Il ritorno di Silvia Romano e il rito della passerella a Ciampino (con scarsa sobrietà)

Lunedì 11 Maggio 2020 di mario ajello
Il ritorno di Silvia Romano e il rito della passerella a Ciampino (con scarsa sobrietà)

Va bene, sarà pure come assicurano le fonti del governo. Ossia che non esistono gelosie e scontri, tra Giuseppe Conte e Luigi Di Maio, premier e ministro degli Esteri,  sulla gestione ma soprattutto sulla rappresentazione del ritorno in Italia di Silvia Romano. Però esiste, e ormai è diventato un rito di passaggio  della neopolitica, la passerella a Ciampino con il simbolo italiano del momento - positivo come Silvia o negativissimo come il terrorista rosso Cesare Battisti preso in Brasile e che fu fatto atterrare qui  con il ministro Bonafede e gli altri sotto la scaletta dell'aereo  a fare a gara  nel farsi belli per la cattura - da sbandierare anche a dispetto di questioni di sicurezza e di opportunità nazionale.

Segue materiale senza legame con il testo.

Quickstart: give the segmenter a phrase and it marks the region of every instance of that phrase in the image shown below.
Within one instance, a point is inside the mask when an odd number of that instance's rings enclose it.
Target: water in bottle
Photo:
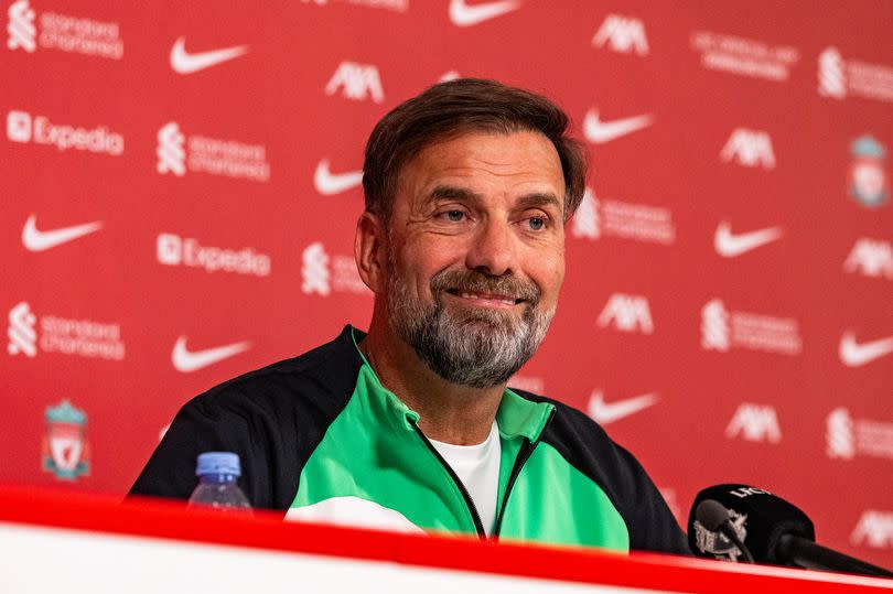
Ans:
[[[238,454],[205,452],[198,454],[195,467],[198,486],[192,492],[189,507],[251,514],[251,504],[236,480],[241,475]]]

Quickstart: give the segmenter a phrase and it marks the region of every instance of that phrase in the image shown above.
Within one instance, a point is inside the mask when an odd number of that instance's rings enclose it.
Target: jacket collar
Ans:
[[[365,337],[366,333],[348,324],[344,326],[344,331],[338,336],[338,342],[349,342],[353,345],[354,354],[363,361],[361,375],[368,378],[372,391],[381,395],[385,408],[390,414],[399,418],[401,425],[415,430],[412,425],[418,422],[419,413],[410,410],[397,395],[385,388],[378,380],[372,365],[369,365],[369,361],[366,360],[357,346],[357,343]],[[526,438],[531,442],[537,441],[546,428],[553,408],[548,402],[528,400],[506,388],[496,411],[496,424],[499,426],[499,434],[506,439]]]

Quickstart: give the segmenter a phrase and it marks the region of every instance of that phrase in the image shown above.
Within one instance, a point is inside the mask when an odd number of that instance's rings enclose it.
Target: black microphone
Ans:
[[[700,522],[701,527],[706,529],[704,533],[716,534],[719,532],[719,534],[722,534],[728,539],[730,544],[738,547],[738,554],[743,555],[744,561],[747,563],[754,562],[750,549],[747,549],[747,546],[744,544],[743,540],[741,540],[742,534],[738,533],[741,528],[732,522],[730,511],[722,507],[722,504],[714,501],[713,499],[702,500],[700,504],[698,504],[698,507],[695,508],[695,518],[696,522]],[[701,538],[703,539],[708,537],[702,536]],[[700,543],[701,540],[698,542]],[[709,544],[704,543],[703,547],[704,549],[710,548],[714,551],[719,548],[728,550],[728,554],[730,555],[731,560],[736,560],[738,554],[735,554],[731,548],[727,548],[722,542],[714,541]]]
[[[725,522],[731,526],[723,529]],[[727,536],[729,528],[743,547]],[[815,540],[816,529],[806,514],[767,490],[747,485],[703,489],[688,518],[689,548],[699,557],[738,561],[749,550],[757,563],[893,577],[893,572]]]

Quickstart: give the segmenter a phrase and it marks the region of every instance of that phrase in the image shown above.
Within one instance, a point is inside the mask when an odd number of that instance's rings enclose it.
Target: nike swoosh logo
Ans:
[[[727,222],[722,222],[717,226],[717,233],[713,236],[713,247],[717,253],[723,258],[734,258],[744,252],[765,246],[782,237],[781,227],[766,227],[755,231],[733,234],[731,226]]]
[[[103,223],[95,220],[83,225],[74,225],[73,227],[41,231],[36,227],[36,220],[37,215],[31,215],[22,228],[22,244],[29,251],[43,251],[54,248],[103,228]]]
[[[171,47],[171,68],[179,74],[196,73],[209,68],[211,66],[216,66],[222,62],[237,58],[248,52],[247,45],[239,45],[190,54],[186,52],[185,45],[185,37],[180,37],[174,42],[173,47]]]
[[[653,122],[654,117],[650,114],[612,121],[602,121],[599,119],[599,111],[596,109],[590,109],[587,111],[585,118],[583,119],[583,136],[590,142],[603,144],[611,142],[615,138],[647,128]]]
[[[190,352],[186,348],[186,337],[181,336],[174,344],[173,353],[171,353],[171,361],[173,363],[174,369],[189,374],[190,371],[196,371],[208,365],[214,365],[223,359],[238,355],[243,350],[247,350],[250,346],[251,343],[244,342]]]
[[[602,392],[592,392],[589,397],[589,415],[601,425],[618,421],[657,403],[656,393],[643,393],[616,402],[605,402]]]
[[[327,159],[320,161],[320,164],[316,165],[316,172],[313,174],[313,185],[316,187],[316,192],[326,196],[341,194],[362,183],[362,171],[332,173],[329,169]]]
[[[517,0],[469,4],[465,0],[450,1],[450,21],[456,26],[472,26],[520,8]]]
[[[853,333],[840,338],[840,360],[847,367],[860,367],[893,353],[893,336],[859,344]]]

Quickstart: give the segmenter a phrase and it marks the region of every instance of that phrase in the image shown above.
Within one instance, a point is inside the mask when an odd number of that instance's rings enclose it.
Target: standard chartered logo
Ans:
[[[329,255],[325,252],[323,245],[316,241],[308,246],[301,255],[301,261],[303,263],[301,267],[301,277],[303,278],[301,290],[306,294],[327,295],[331,293]]]
[[[7,33],[9,33],[7,47],[10,50],[21,47],[25,52],[33,52],[36,48],[37,29],[34,26],[34,11],[28,4],[28,0],[19,0],[9,7]]]
[[[270,276],[270,257],[254,248],[238,250],[203,246],[192,237],[176,234],[159,234],[155,256],[165,266],[203,268],[206,272],[235,272],[256,277]]]
[[[819,95],[842,99],[847,96],[847,79],[843,74],[843,57],[837,47],[828,47],[819,54]]]
[[[854,433],[852,418],[846,408],[840,407],[831,411],[825,431],[828,457],[851,460],[856,456]]]
[[[719,299],[701,310],[701,346],[707,350],[729,350],[729,312]]]
[[[9,312],[9,345],[10,355],[24,354],[33,357],[37,354],[37,332],[34,330],[37,318],[31,312],[31,306],[22,301]]]
[[[183,147],[186,139],[180,131],[180,126],[171,121],[158,131],[158,172],[173,173],[177,177],[186,173],[186,149]]]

La sfida tra Conte e Di Maio, che per l'occasione ha ostentato a Ciampino  una mascherina tricolore per battere il rivale in tasso di patriottismo esibito, ha un po' rimplicciolito una grande operazione di intelligence. Molto ben gestita nelle sue varie fasi ma poi banalizzata nella corsa politica a chi dava prima la notizia  del lieto fine e nella sceneggiatura  aeroportuale. Poteva esssere fatto tutto con una sobrietà maggiore. Più rispettosa anche nei confronti di Silvia e della sua famiglia, ma in primo luogo più adatta a uno Stato importante che gioca tante partite delicate e non le gioca male nello scenario mondiale e dunque gli sarebbe richiesta quella compostezza degna di un Paese serio e non concentrato sui ritorni d'immagine di questo o di quello. Magari, appunto, come dice Palazzo Chigi e come sostiene la Farnesina, nessuno  scontro tra gli ex amici e attuali colleghi di governo diventati rivali, ma esiste l'impressione di un vicendevole andare  sopra le righe da parte di entrambi. E forse la passerella di Ciampino potrebbe aver favorito non tanto Conte o Di Maio, quanto la propaganda che Al Shabaab voleva dare alla liberazione di Silvia.